Tuesday, March 31, 2009

Men shopping

I received a comment that my profile photo made me look like a deer in the headlights. Since I've never claimed any sentience higher than a light struck ungulate I will not take offence. Actually it reminded me of men shopping.

It is a rare occurrence when a lone man stumbles alone into Keystone looking for a gift for his partner or mother, the only two gifts that really matter. Luckily men have been such crappy partners for so long that most women's expectations are so low you could glue elbow macaroni on a card in the shape of a heart and they would probably cry tears of joy. The secret of course is that we men cultivate this incompetence in order to keep expectations at an historical low. Really, how could it be possible for a man to have heard absolutely nothing for 15 years and have no knowledge of his partners tastes. It doesn't really matter what you buy your Mom as long as she gets it at the appropriate time with a little mushy emotion. Moms are good like that

This rare opportunity, a man shopping alone, is the retailers chance to test his professional gift selling expertise and move a little dusty product. Often all you have to do is put something in their hands and they are so grateful they just pass over the Amex with a stupid grin. At Keystone we pride ourselves on selecting the perfect gift for a total stranger; oddly we are better at it than the people they love.

Well, a good cliche, one that keeps women from expecting too much from us, must be perpetuated; still, the energy it takes to keep up this level of apathy can wear you out and the result of actually caring might surprise you. I have some lovely handmade jewellery you might find interesting...sir...sir...put down the squirt gun.

Monday, March 30, 2009

The death penalty for shoplifting

I believe in social justice. I believe in an equitable civil society where the needs of all are met without judgement or recrimination. I believe in the death penalty for shoplifting.

Self employment in retail does things to you. Before I created and sold my art at Keystone Quay I would never have considered electrocution as a solution to petty theft. Now, in the darkest days of the winter lull when a sale literally means tonight we eat I can't help these malevolent feelings from bubbling through. I am very fond of old ladies but when one of the old dears bags even the cheapest trinket it's all I can do to not crush their toes with a hammer.
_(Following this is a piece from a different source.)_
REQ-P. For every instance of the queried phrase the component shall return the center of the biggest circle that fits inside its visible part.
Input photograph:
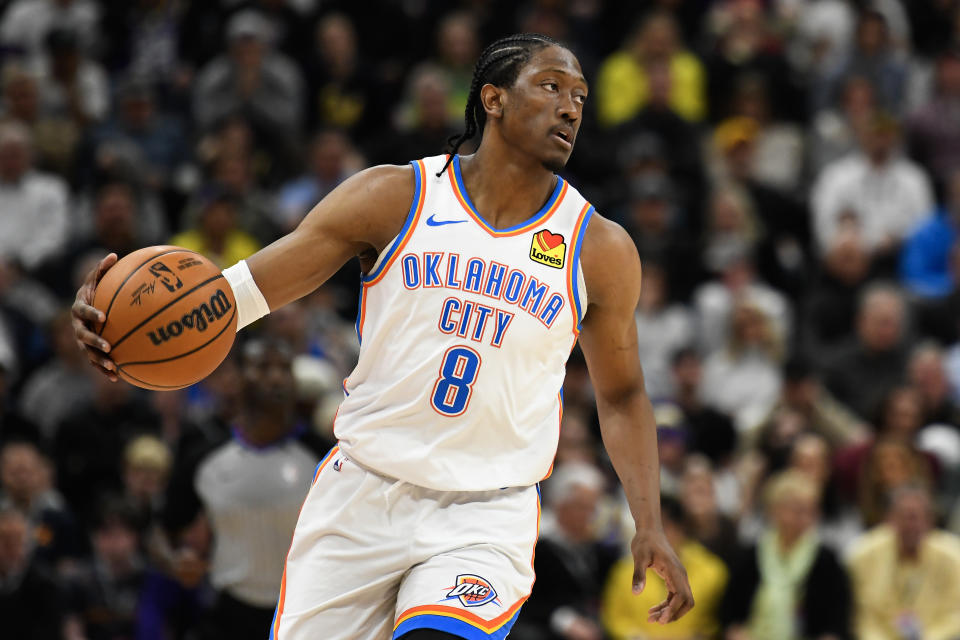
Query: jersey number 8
(458, 372)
When I finally snap and am writing this blog from a prison cell I hope you will all be kind. My fellow retailers will send me cakes with files inside and post my picture near their cash registers for inspiration. (post as in manually stick an actual photo on a real machine in real time)

In the meantime, for those predisposed to generalization, teenagers are good customers. You have to watch out for the middle aged ladies. A little theft is the only thrill they get.

You hold their arms, I'll take their wallets!

Welcome to blog one.

After reading all the drivel, some very interesting nonetheless, I've decided to blog about the retail trade, specifically flogging future landfill to unsuspecting tourists. I'm standing in the store right now flogging and blogging. The store, Keystone Quay, is located in fabulous Pickle Harbour out here on a rock in the North Atlantic. Here we enjoy tourists although it would make things simpler if they would just stay home and send their Visa cards. I love them though, wide eyed and so struck by this unusual place that they give me money for my art. Sure it's Kraft dinner and homemade wine in the winter time but in the summer I can live in a style unaccustomed, pretending to be important, even talented. It must be the Guinness.

People are vulnerable on vacation and I do my best to respect this vulnerability by offering full disclosure: everything I sell is guaranteed useless, although I paint on wood so you could burn it and stay warm for a little while. I sincerely thank people for saving me from having a job but this does not stop the niggling feeling they all need psychiatric help. I don't think I do unless happiness is a mental illness, which in a crazy world like this it probably is.